Erst später erfuhr ich, dass Josefs große Leidenschaft die Medizin gewesen wäre. Doch die finanziellen Mittel der Familie hatten nicht ausgereicht, dem Sohn das Studium zu finanzieren. Ich musste mich also entscheiden. Gegen die wirklich große Liebe kann man einfach nichts machen.“
Josef Jamek ergänzte schlicht: „Hätte ich die Möglichkeit gehabt, wäre ich tatsächlich am liebsten Arzt geworden. Medizin hat mich immer fasziniert: Sie bringt einen an Ursprung und Ende des Lebens.“
Der gestrenge Vater
Endlich schien dem Glück von Josef und Traudl nichts mehr im Wege zu stehen. Fast nichts. Die beiden waren sich einig, hatten sich gefunden. Die offensichtlich große Zuneigung Josefs zu diesem jungen, in Vaters Augen völlig verwöhnten Mädchens, erregte bei Anton Jamek Ärgernis und Misstrauen.
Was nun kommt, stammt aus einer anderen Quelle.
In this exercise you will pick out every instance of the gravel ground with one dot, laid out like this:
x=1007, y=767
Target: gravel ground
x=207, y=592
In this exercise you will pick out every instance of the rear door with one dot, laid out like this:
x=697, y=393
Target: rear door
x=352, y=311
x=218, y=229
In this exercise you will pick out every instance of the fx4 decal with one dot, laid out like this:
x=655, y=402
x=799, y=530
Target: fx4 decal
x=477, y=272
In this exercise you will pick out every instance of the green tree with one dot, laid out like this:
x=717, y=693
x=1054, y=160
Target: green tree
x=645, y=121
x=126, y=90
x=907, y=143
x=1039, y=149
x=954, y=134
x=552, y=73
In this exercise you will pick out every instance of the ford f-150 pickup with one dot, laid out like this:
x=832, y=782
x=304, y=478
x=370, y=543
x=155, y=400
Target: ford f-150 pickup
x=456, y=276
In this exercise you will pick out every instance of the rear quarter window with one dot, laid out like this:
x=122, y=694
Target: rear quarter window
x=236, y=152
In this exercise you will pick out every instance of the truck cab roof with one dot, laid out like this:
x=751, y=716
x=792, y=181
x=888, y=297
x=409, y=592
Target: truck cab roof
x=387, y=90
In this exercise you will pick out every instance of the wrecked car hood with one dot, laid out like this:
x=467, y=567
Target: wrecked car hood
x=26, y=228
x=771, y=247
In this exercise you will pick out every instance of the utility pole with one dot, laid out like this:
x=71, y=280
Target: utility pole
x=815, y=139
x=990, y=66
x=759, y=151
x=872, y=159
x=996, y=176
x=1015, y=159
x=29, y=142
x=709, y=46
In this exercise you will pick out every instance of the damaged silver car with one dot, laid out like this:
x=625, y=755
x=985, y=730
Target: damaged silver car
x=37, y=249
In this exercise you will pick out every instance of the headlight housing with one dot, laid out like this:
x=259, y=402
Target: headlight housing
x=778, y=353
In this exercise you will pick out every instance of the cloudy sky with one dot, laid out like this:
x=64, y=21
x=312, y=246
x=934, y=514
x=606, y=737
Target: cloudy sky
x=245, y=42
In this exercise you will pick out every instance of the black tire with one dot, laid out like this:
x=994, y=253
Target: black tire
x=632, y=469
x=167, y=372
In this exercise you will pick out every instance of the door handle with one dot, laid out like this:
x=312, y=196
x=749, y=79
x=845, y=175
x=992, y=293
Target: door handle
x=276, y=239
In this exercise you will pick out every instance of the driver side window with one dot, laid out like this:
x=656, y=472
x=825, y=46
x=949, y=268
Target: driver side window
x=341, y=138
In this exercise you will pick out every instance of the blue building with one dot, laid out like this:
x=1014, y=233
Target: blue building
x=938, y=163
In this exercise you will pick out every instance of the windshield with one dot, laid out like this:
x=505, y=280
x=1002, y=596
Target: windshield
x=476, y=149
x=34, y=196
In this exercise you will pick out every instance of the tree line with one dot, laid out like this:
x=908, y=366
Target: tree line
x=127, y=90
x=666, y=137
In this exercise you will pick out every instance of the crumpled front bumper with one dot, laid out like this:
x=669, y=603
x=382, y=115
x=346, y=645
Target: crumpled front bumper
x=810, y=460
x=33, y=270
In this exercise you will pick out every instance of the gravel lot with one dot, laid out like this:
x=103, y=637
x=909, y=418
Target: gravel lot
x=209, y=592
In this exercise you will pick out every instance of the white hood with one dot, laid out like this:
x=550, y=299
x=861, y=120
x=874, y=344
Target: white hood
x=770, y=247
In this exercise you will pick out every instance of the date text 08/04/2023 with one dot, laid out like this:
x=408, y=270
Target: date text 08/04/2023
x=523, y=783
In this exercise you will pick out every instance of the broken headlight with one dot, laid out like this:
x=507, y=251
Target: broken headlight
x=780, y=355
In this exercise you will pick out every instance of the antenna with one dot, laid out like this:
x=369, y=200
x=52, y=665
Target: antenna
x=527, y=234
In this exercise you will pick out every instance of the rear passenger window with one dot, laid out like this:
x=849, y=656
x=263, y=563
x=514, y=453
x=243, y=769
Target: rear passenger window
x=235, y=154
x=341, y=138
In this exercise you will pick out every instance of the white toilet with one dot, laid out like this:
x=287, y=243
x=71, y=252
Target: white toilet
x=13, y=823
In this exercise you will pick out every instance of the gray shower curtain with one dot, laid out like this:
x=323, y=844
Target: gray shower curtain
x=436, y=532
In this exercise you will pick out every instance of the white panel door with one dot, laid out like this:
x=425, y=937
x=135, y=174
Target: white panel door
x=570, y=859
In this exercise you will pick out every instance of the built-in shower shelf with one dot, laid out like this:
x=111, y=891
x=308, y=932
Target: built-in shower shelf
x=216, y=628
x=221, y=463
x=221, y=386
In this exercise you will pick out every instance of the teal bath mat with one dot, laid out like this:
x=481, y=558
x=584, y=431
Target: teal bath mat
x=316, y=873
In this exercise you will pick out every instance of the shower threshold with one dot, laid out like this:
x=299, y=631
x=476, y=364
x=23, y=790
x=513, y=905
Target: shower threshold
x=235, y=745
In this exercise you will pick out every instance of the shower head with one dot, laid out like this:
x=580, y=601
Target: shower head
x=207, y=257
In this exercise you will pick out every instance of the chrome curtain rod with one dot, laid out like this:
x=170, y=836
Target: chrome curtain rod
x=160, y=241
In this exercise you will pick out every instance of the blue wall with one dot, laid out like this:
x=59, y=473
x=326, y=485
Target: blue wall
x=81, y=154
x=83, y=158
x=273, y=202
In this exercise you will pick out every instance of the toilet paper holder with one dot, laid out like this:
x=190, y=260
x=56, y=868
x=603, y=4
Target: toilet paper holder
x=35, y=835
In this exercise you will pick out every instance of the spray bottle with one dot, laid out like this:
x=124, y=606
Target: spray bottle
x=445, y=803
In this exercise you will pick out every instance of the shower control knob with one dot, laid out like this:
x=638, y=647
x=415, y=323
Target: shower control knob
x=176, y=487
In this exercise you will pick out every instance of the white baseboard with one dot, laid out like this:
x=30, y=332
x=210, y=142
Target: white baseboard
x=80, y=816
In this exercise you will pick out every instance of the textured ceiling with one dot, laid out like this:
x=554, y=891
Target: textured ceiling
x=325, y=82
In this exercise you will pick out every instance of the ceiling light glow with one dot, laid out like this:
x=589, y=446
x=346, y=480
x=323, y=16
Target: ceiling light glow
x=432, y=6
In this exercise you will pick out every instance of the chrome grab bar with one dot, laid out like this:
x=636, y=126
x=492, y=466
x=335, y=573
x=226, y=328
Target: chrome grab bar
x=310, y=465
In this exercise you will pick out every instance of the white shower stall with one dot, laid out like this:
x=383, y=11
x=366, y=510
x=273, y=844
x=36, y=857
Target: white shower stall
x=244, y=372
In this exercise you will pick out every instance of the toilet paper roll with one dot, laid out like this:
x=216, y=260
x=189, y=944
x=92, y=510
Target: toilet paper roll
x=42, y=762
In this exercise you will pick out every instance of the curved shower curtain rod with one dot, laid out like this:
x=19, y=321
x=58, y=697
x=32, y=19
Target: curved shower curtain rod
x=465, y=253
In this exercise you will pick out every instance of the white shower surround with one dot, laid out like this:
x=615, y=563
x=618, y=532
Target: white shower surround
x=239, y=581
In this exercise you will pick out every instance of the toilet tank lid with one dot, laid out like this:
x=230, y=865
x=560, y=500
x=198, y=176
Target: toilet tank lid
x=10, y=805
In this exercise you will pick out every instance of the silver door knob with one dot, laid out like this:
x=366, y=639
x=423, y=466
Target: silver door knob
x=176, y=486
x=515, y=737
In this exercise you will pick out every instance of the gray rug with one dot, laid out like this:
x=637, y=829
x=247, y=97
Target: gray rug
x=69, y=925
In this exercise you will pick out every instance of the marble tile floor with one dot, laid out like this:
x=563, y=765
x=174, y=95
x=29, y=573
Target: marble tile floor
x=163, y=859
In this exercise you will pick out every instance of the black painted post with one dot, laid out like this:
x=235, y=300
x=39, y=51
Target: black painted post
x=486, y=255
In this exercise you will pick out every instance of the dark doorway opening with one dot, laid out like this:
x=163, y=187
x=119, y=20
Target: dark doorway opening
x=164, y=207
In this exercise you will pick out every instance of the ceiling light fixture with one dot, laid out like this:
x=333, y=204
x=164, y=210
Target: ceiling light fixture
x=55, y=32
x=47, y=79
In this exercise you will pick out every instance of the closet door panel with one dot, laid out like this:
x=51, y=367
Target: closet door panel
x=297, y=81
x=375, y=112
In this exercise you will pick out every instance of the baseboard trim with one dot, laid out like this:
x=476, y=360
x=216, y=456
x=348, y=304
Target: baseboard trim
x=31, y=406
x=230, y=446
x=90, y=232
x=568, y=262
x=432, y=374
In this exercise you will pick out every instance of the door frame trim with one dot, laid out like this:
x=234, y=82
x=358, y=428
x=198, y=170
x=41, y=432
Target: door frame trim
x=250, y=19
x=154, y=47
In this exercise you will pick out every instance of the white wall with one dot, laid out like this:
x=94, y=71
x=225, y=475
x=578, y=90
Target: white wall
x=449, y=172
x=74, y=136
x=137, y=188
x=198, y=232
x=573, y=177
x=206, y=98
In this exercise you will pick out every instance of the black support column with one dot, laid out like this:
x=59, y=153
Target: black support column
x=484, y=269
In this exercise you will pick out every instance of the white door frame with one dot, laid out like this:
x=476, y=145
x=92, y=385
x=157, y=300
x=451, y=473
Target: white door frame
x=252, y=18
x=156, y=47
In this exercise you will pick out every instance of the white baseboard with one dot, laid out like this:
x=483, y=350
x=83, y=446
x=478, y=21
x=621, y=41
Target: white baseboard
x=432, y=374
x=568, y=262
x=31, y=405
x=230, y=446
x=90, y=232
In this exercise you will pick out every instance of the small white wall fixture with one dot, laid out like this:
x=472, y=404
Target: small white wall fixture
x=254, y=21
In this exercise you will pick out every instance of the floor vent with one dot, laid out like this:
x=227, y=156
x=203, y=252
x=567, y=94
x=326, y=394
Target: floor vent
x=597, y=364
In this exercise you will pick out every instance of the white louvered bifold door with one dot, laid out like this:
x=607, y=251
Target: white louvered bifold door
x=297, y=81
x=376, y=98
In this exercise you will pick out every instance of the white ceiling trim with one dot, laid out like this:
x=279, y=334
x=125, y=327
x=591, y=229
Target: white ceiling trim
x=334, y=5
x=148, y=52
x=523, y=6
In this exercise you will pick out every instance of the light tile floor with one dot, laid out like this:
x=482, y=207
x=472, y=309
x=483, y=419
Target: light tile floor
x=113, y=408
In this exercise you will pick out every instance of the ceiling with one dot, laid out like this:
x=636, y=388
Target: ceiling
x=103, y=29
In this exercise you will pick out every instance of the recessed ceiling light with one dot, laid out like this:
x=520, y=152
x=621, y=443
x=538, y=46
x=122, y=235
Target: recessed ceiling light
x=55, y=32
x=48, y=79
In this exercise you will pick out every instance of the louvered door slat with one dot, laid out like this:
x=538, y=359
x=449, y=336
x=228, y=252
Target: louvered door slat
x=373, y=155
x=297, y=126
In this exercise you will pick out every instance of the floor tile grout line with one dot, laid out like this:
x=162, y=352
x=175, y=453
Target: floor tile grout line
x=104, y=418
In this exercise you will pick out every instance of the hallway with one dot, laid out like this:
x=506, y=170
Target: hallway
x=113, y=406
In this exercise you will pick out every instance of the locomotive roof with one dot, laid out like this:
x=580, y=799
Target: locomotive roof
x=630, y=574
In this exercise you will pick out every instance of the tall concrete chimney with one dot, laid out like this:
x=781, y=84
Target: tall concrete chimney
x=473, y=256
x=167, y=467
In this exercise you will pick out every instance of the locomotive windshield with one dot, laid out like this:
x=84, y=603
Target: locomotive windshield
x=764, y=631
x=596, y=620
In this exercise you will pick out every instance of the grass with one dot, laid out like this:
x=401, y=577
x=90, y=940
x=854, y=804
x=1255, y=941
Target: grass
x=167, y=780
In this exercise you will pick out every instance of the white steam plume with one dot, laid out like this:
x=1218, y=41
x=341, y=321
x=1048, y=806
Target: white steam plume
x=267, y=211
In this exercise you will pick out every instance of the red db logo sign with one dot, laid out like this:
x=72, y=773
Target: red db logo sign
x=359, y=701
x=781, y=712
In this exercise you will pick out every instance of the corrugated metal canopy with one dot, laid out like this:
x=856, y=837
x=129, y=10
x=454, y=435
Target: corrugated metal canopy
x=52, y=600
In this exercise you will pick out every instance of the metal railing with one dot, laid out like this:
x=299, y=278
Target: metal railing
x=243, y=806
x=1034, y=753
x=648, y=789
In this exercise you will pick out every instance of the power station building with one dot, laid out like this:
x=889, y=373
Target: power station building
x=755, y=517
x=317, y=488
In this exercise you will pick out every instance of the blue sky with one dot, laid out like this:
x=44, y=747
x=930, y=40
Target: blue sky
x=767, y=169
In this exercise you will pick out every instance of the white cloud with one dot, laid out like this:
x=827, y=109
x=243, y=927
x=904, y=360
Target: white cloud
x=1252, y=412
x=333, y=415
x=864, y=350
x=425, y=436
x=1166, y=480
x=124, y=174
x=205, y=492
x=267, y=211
„Pepi! Mach mir das Madl net unglücklich. Was willst mit so einem studierten Lehrerstöchterl. Was kann die schon einem Mann an Arbeitskraft bringen. Junge, schau dich nach einem festen Mädel um, das auch kraftvoll zupacken kann.“
Verzweiflung und Trauer mischten sich in das junge Glück, doch die beiden hielten zusammen und schworen sich ewige Treue. Allen Wirren zum Trotz.
Während Traudl brav zur Schule ging schuftete Josef in der Wirtschaft des Vaters aus Leibeskräften. Er hatte stets ein großes Ziel vor Augen. Jetzt, da er auch noch die richtige Frau gefunden hatte, wie er innständig hoffte, schien ihn nichts mehr daran zu hindern, einer der besten, wenn nicht gar der beste Winzer der Region zu werden.
In der Schule hatte er ordentlich aufgepasst und aus Geschichts- und Fachbüchern vieles über die Entwicklung des Weinbaus erfahren.